Nachdem mich der erste Band um den Profiler Jefferson Winter begeistert hat, wollte ich natürlich umbedingt den Nachfolgeband lesen. Auch dieses Mal empfand ich das Cover als absoluten Eyecatcher, der mich auch in jeder Buchhhandlung total angesprochen hätte.

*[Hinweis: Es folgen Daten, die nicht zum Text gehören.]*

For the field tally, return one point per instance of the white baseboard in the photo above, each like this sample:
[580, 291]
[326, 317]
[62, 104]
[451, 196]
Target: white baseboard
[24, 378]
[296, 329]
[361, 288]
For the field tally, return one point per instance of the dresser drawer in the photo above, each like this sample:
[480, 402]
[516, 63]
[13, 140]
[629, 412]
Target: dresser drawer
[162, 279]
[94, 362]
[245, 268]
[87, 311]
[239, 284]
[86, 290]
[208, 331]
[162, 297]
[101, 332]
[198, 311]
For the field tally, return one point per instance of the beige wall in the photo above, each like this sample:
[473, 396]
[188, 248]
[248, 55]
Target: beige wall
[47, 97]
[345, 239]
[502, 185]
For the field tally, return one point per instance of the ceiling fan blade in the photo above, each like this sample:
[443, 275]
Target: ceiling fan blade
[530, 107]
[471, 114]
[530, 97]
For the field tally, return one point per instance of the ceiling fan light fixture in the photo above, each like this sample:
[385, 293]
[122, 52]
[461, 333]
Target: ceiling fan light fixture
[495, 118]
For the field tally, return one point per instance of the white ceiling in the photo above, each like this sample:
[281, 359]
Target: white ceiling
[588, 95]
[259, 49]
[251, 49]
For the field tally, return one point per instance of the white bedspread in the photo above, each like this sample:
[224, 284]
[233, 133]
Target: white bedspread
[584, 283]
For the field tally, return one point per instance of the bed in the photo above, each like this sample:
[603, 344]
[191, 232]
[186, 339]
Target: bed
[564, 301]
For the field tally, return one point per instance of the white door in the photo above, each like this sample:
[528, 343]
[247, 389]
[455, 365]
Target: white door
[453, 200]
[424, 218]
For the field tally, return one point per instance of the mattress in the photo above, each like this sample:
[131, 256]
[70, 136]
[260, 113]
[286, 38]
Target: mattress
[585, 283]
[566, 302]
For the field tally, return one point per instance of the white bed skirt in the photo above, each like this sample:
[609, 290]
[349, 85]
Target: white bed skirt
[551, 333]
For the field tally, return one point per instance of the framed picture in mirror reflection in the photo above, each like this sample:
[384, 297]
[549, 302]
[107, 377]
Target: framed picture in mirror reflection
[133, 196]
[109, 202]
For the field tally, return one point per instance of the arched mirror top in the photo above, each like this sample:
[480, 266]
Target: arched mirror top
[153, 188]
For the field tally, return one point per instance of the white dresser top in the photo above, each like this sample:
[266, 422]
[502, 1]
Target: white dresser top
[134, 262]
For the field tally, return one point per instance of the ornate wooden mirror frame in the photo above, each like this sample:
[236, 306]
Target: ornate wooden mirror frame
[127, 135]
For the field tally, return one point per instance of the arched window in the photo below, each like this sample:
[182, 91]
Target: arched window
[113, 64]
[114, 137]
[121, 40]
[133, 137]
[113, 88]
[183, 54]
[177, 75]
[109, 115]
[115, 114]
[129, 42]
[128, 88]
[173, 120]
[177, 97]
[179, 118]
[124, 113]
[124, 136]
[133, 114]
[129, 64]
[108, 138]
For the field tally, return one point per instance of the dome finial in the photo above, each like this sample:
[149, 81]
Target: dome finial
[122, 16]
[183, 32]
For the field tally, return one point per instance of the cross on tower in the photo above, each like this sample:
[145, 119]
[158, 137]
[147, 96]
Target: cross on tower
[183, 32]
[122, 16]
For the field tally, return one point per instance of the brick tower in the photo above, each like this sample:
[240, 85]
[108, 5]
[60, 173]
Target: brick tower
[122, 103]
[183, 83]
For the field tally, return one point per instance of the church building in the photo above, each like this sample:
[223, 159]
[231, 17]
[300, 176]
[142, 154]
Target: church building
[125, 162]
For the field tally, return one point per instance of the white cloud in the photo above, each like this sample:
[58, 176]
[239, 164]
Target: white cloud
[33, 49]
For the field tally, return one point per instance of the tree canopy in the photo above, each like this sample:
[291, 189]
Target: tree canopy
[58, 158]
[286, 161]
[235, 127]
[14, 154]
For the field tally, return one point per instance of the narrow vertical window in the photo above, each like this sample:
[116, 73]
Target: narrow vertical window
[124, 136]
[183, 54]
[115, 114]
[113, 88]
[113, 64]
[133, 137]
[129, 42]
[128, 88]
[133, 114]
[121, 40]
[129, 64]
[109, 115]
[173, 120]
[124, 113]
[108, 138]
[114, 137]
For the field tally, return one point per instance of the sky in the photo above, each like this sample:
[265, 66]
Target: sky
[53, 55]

Doch um was geht es in "Watch me"? In einer Kleinstadt in Louisiana wird ein Anwalt bei lebendigem Leib verbrannt. Und wäre das nicht schon genug, wird diese Gräueltat gefilmt und ins Netz gestellt. Beinhaltet ist auch ein Countdown, der anzeigt, dass es weitere Opfer geben wird. Jefferson Winter, ein Profiler ganz besonderer Natur, wird mit dem Fall beauftragt und taucht ein in einen Fall, der ihn vollkommen fordert.

Mein Eindruck:
Wie im ersten Band erlebt man die Geschichte in der Ich-Erzählung aus der Sicht von Jefferson Winter. Das machte es für mich manchmal etwas schwierig, da ich keine richtige Empathie mit ihm aufbauen konnte. Er wirkt oft gefühllos... etwas "unmenschlich". Ich denke, das ist auch der Grund, warum mich dieser Thriller nicht wirklich packen konnte. Auch waren einige Dinge für mich absolut nicht nachvollziehbar, z. B. warum er Hannah mit ins Team holte, die er weder kannte, noch gab es irgendeinen anderen Grund. Ab und an hatte er auch "Geistesblitze", die ich absolut nicht nachvollziehen konnte und ich mich fragen musste: Wie um alles auf der Welt kommt er denn plötzlich auf das?! Einzig seine Zusammenarbeit mit Taylor fand ich sehr erfrischend und hat mich einige Male zum Schmunzeln gebracht. Die Story an sich fand ich jetzt auch nicht wirklich fesselnd, die Spannung hielt sich in Grenzen. Zudem hatte ich auch schon sehr früh einen Verdacht, wer dahinter stecken könnte und das hat sich auch leider bewahrheitet.

Fazit:
Alles in allem ein solider Thriller, aber man sollte keinen Pageturner erwarten. Kann man lesen, muss man aber nicht. Ich bin mir im Moment auch sehr unsicher, ob ich die Reihe um Jefferson Winter weiterverfolgen werde. Im Moment tendiere ich eher zu nein.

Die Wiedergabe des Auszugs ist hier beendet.